BAMBOO (Bambuseae)
Classified together with the grass family, the bamboo is one of the most useful plants found in South East Asia. South East Asia is home to about half of the world’s 700 or so species of bamboo. Like all grass, the bamboo’s stem (or culm) is cylindrical and hollow. The stem is divided into segments by the cross walls which separate the stem into self contained sections called joints or internodes. On the outside, narrow ridges known as nodes encircle the stems at regular intervals, marking the location of these cross walls. Unlike trees, bamboo grow by extending each joint upwards from it’s base. As each of the 20-40 individual joints may be growing at any one time, the bamboo can grow very fast, up to 30 cm within 24 hours.
Bamboo has already been widely used for all sorts of application since the olden days. Carbonized filaments made from bamboo fiber have been found to be well suited for special purpose electric lamps and Edison himself used bamboo filaments. In the early days of the gramophone, bamboo was used for needles. Bamboo joints are used to make inexpensive artificial limbs. In SE Asia, especially Thailand & Malaysia, bamboo is used as a container for cooking rice. The Malaysian festive delicacy ‘lemang’ is made this way while in Thailand, the Thai hill tribal dish Khaaw Laam is cooked in bamboo. Because bamboo resists attack by vinegar, it is fashioned into hoops for wooden barrels used for pickling fish and vegetables. In Japan, wine is kept in pots of green bamboo to improve its flavor. The natives of Malaysia used bamboo in such a wide variety of ways that it is almost impossible to describe them all. These include house frames, walls and floors, furniture and utensils, bridges and even weapons like the blowpipe and
crossbows.
When the bamboo shoot pushes up through the ground, it is filled with sugars to enable it to grow very rapidly. This food is attractive to wild animals and to man.

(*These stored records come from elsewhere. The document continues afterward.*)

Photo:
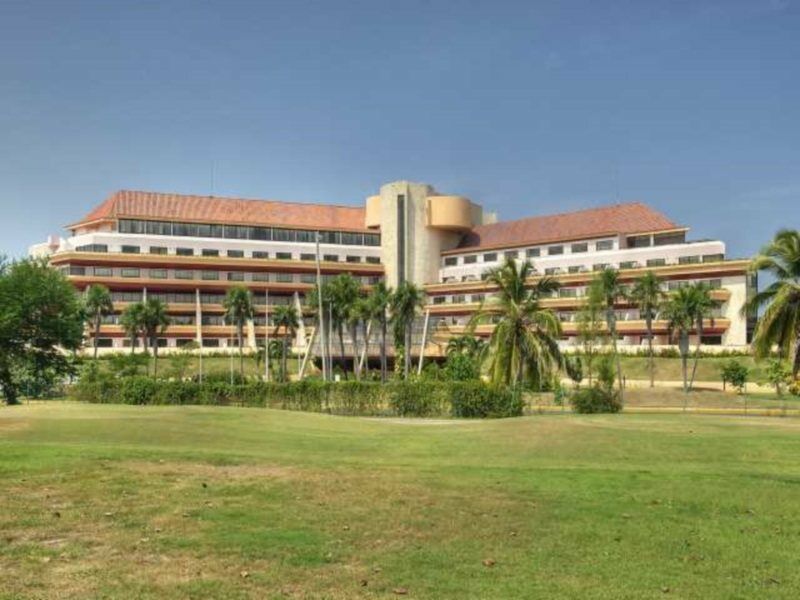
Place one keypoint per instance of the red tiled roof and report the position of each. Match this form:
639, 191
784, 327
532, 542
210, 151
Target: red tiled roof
617, 219
213, 209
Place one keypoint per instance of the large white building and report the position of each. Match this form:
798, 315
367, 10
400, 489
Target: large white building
187, 250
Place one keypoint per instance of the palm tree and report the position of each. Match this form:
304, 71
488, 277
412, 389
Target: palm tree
406, 300
154, 320
647, 295
524, 344
238, 305
98, 304
285, 317
612, 290
779, 325
379, 302
131, 322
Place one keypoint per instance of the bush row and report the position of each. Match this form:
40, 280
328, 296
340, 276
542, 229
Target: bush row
406, 399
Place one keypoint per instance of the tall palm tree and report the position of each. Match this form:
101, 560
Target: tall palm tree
98, 304
779, 325
379, 301
154, 320
524, 344
647, 295
612, 291
131, 322
285, 317
238, 305
406, 301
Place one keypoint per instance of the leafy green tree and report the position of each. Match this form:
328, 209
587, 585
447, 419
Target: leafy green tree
98, 304
779, 325
41, 320
285, 317
238, 305
523, 347
407, 300
154, 321
612, 291
648, 296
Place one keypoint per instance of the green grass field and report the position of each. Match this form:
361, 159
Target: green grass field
197, 502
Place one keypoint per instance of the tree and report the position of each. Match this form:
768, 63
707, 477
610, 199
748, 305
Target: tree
41, 321
611, 291
154, 320
648, 296
779, 325
406, 301
523, 347
131, 322
285, 317
98, 304
238, 305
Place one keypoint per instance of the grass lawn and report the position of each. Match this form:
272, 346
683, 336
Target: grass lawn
200, 502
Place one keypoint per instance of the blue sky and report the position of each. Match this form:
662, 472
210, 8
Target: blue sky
527, 107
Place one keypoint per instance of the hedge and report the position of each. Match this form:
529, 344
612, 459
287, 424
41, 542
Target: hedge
406, 399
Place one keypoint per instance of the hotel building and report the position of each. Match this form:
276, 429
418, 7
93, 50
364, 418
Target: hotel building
188, 250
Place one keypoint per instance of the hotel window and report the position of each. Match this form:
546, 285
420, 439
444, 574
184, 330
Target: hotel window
604, 245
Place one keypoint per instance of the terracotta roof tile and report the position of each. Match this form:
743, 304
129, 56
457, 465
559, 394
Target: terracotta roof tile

Despite it being surrounded by spines and prickles and by layers of leaf sheath, it is harvested in large quantities by man. Some tender varieties only require ten minutes boiling for their preparation while for tougher varieties, it may be necessary to boil them for an hour after trimming, to discard the water and then boil again in fresh water for a further hour. The rather fibrous shoot is than eaten as a cooked vegetable or cold in salads. Bamboo shoots are even preserved either by drying or pickling in salt water.
What a lot of people are not aware of is that as a member of the grass family, the bamboo also produces edible grain. It is only because it is not a regular or reliable crop that men do not eat it too often. Often, bamboo grain has been treated like a famine crop. Leaves of bamboo are fed to livestock. Another source of food from the bamboo is the caterpillars that live in bamboo shoots: kabue and beetung are two caterpillars toasted and eaten in Northern Thailand.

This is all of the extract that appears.